Comme des collègues de travail
Avec les applications de rencontres, les célibataires retrouvent un semblant de vie sociale. Depuis son inscription fin novembre, Laura a eu trois dates. Des rencontres qui font du bien, "même s'il n'y a pas forcément de suite sur le plan amoureux, au moins je sors et rencontre de nouvelles personnes. J'élargis mon cercle de connaissances, en stand-by depuis presque un an". Marie Tapernoux compare les échanges sur les applications de rencontres aux pauses de midi avec nos collègues. "Dans les deux cas, on parle de tout et de rien, on se change les idées et on revient à nos occupations".
À la différence près que ces échanges sont virtuels. Cette caractéristique peut laisser penser que les discussions sont plus futiles, artificielles et au final sans grand intérêt. Au contraire.
"C'est justement ce dont a besoin. Ce n'est pas superficiel que d'avoir besoin de legereté" nuance la thérapeute.
Les échanges sur les applications de rencontres complètent les relations que l'on a avec nos amis, beaucoup plus concrètes, sérieuses et établies. Sur Tinder, Happn ou Once, on se renouvelle, on élargit nos réflexions et on sort aussi de sa zone de confort.
Avant de s'inscrire sur Tinder, Laura n'avait pas une très haute opinion de l'application de rencontres. Avec le confinement, son jugement a changé. "Ce n'est pas si terrible que ça. C'est une manière de se divertir différement". Selon Marie Tapernoux, il est important de parler des valeurs des applications de rencontres.
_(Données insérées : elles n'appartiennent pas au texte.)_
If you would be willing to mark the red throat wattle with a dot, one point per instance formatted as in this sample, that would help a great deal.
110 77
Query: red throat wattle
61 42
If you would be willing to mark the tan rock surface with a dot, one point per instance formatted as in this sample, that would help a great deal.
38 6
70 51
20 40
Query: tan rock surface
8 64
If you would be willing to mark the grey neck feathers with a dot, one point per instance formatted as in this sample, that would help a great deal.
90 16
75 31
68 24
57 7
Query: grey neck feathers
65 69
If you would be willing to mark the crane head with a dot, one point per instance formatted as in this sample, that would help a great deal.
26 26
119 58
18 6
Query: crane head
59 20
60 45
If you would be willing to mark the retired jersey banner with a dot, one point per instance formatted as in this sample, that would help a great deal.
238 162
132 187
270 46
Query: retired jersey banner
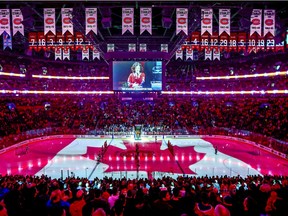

"Elles ont presque une fonction de sauvegarde de la vie sociale des gens. Elles maintiennent une forme d'équilibre dans nos besoins fondamentaux".
Dans son cabinet, Marie Tapernoux reçoit des célibataires désemparés face à cette solitude imposée et contrainte. La sexologue leur conseille de s'inscrire sur les applications de rencontres. "C'est maintenant qu'il faut s'inscrire. Beaucoup de gens recherchent autre chose que juste un rendez-vous de consommation. On n'est plus du tout dans cette démarche. On a juste besoin de se connecter aux gens. On échange, on se rencontre ou pas. Et s'il y a plus si affinités, tant mieux".